I had seen the last 3/4ths of this film years ago but that was pretty on-and-off. This time was the first time that I had grasped just how well this film was made as well as the first time I had seen the whole thing.
Acting/characters: This is definitely the best thing I have ever seen Jim Carrey do. I do admit that I can see why people would be upset that he wasn't nominated for his role in this. Do I agree with those angry mobs that he should have won? Nope. Yes he did an excellent job, but Tom Hanks and Roberto Begnini were better. Ed Harris did a good job but I am surprised he got a nomination for an Oscar considering that he had very little screen-time at all and he didn't do that much for a lot of it. He kinda just stood there and barked out orders. He didn't do a bad job don't get me wrong, but it wasn't an Oscar nom worthy performance. Carrey stole the show though (nyeh nyeh nyeh) and as such the film was really good. He gave it everything and you can definitely tell. 9/10
Plot: This one is definitely social commentary. It is a satire on how the population at large demands to know all of the private doings of celebrities who for the most part, just want to try to live ordinary lives much like Truman here. yes you do have those people who are in tabloid magazines so much that it seems like they are trying to get in but i digress...It was a highly entertaining film with a great range of emotions too. It could be funny, it could be uplifting, it could be sad, it could be heartwarming, and it juggled all of them so well. I was thoroughly entertained throughout. it was very well done. 9/10
Screenplay: I imagine that most of the lines that are a bit flimsier than the other ones can be attributed to the world of the show itself. Does that make sense? Any lines within the confines of the show that we may see as questionably good can be attributed not to the actors in the film but to the actors in the TV show. I hope I'm getting my point across here. Aside from the script in the world of the TV show itself, I enjoyed the script from the world outside of the show. They were two totally different worlds and I think the great script did a good job with making the differences apparent. It wasn't flawless but it was pretty darn good. 9/10
Likableness: This is one that I had wanted to see for a long time but I had never gotten around to seeing the whole thing. I am glad that I have now. it was a highly entertaining, brilliantly acted, original movie that I have no problem suggesting to anyone. It may go down in film history as a classic. The social commentary is definitely as applicable now as it was 13 years ago when this film was made. I think it will continue to age very well. The film isn't perfect but it was really good. Definitely deserved to take Shakespeare In Love's spot for Best Picture nominations for 1998. 9.5/10
Final Score: 36.5/40
Tomatometer rating: 95%
Tomatometer rating if my review was added: 95%
TRIVIA TIME: 1. Dennis Hopper was originally cast as Christof, but walked off the set after his first day. Ed Harris replaced him and went on to win the Golden Globe for Best Supporting Actor and an Oscar nomination for Best Supporting Actor.

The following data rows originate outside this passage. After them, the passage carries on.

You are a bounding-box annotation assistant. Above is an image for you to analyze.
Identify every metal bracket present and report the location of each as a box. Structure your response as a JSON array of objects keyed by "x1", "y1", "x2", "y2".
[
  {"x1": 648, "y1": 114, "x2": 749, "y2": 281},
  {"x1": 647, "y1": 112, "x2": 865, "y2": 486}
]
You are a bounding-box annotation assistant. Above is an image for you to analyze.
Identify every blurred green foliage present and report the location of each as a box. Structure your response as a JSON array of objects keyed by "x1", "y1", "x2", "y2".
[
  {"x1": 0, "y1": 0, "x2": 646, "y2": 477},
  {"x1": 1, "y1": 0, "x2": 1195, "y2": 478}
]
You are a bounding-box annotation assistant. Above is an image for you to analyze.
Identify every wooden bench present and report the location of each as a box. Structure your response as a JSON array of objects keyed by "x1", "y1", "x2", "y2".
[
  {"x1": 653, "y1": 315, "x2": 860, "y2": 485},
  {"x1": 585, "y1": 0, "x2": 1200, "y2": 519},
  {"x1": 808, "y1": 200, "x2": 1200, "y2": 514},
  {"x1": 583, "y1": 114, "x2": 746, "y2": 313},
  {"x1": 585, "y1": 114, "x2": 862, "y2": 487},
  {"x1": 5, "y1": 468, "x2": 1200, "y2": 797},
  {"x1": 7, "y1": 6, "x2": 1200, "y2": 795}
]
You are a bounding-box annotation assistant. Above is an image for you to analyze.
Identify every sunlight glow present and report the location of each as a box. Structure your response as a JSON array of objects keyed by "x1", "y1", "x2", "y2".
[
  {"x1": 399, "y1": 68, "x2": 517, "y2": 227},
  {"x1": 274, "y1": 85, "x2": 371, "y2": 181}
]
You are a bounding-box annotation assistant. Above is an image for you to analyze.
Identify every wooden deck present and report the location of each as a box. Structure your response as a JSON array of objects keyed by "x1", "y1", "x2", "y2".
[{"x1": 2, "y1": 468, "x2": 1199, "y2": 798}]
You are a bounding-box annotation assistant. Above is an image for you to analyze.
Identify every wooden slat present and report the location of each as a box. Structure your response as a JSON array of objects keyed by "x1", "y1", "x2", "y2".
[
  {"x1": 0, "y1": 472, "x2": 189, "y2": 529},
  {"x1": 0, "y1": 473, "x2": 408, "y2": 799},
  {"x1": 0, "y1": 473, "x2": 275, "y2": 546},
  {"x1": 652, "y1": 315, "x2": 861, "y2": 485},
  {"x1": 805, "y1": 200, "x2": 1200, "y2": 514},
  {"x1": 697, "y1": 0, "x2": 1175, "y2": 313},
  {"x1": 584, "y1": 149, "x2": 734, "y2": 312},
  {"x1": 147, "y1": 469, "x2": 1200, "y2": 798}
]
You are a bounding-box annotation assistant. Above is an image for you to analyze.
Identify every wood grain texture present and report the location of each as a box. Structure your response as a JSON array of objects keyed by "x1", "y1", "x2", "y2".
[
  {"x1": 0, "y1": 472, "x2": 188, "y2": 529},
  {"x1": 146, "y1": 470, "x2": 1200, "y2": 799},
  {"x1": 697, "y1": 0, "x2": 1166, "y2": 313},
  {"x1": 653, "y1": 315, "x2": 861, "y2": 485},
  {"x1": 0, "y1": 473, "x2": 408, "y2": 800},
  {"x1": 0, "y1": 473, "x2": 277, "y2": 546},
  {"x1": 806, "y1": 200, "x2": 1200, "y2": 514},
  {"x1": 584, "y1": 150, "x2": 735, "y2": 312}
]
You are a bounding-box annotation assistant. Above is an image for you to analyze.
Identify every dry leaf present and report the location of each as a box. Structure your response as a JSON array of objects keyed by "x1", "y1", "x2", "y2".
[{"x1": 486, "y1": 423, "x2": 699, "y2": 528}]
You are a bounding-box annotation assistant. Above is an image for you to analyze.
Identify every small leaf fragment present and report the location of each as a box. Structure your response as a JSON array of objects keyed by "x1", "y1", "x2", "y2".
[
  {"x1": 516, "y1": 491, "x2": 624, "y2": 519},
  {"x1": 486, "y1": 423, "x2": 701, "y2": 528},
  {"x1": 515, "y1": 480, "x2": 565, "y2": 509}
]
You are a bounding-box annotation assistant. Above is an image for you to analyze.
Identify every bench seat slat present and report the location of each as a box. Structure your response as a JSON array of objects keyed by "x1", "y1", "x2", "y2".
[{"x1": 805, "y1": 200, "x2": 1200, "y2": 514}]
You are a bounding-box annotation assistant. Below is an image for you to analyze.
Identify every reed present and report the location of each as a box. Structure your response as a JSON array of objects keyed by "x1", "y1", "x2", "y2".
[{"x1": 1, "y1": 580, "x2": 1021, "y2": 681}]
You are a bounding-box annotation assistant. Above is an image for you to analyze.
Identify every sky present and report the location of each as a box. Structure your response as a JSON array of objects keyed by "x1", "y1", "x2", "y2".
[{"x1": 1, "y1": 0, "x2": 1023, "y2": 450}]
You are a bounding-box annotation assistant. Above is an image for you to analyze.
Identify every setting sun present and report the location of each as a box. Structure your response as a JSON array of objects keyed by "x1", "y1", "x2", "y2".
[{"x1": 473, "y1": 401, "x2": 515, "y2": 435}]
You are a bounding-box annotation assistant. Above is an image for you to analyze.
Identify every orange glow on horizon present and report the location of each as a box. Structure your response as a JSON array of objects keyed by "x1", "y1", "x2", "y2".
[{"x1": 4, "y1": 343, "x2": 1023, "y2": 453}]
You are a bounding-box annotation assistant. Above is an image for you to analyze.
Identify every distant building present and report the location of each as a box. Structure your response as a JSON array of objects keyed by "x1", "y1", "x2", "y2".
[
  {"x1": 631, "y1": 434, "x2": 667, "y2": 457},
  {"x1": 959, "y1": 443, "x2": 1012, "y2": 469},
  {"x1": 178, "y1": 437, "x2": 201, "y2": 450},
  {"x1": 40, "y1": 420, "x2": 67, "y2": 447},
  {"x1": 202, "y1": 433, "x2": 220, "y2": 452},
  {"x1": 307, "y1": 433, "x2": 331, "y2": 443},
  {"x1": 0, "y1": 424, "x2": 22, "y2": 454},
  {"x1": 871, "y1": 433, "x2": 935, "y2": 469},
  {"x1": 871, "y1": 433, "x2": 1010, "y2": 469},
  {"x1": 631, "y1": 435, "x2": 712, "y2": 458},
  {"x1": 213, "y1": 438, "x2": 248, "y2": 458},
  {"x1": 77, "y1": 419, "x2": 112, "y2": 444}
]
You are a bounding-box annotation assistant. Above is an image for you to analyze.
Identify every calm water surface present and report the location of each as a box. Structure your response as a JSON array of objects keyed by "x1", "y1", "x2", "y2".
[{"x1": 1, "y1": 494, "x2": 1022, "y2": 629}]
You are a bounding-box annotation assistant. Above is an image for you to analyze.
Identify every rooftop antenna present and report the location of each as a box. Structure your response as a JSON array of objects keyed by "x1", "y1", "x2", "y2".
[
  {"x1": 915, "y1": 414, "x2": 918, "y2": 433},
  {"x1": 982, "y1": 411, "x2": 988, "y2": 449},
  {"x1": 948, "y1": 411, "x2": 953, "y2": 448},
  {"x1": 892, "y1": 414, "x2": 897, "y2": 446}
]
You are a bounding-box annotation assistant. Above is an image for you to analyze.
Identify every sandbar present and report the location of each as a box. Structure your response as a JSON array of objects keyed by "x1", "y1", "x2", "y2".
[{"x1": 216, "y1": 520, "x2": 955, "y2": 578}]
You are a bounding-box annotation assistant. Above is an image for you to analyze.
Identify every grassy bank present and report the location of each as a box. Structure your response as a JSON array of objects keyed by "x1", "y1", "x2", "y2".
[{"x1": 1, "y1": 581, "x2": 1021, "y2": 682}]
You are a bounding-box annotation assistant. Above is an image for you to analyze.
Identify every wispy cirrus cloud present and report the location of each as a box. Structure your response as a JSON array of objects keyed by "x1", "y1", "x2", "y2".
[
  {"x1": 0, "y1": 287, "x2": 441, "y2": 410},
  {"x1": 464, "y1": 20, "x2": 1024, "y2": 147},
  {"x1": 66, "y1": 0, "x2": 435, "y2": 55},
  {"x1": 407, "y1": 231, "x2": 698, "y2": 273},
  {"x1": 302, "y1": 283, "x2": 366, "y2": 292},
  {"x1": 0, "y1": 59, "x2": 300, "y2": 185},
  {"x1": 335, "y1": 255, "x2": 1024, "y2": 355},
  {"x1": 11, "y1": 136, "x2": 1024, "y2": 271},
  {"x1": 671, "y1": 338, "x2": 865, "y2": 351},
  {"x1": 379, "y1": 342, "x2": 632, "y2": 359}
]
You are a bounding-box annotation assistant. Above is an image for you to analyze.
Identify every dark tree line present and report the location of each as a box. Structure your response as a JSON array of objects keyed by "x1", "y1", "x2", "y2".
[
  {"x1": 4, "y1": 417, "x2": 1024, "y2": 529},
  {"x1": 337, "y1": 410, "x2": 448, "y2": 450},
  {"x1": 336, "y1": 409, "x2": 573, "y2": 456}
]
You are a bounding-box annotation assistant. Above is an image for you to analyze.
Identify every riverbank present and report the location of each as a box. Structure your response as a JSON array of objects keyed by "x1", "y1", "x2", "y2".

2. People on the set were forbidden from uttering phrases from Jim Carrey's past "silly" movies.
3. David Cronenberg turned down directing duties. Sam Raimi was also considered to direct and had met with Jim Carrey.
4. Just before the boat stops, we see the number "139" prominently displayed on its sail. The ensuing dialogue between Truman and Christof contains some paraphrased references to Psalm 139, as do many other aspects of the film.
5. The Trumania bit, where Jim Carrey draws on the mirror with soap and acts strange, was completely improvised by Carrey. In another take he drew long curly hair and a dress.
6. Every street name in Seahaven refers to a movie actor, e.g. "Lancaster Square" or "Barrymore Road." All of the "cast" members are likewise named after movies stars - Meryl, Marlon, Lauren, Kirk, Angela, etc.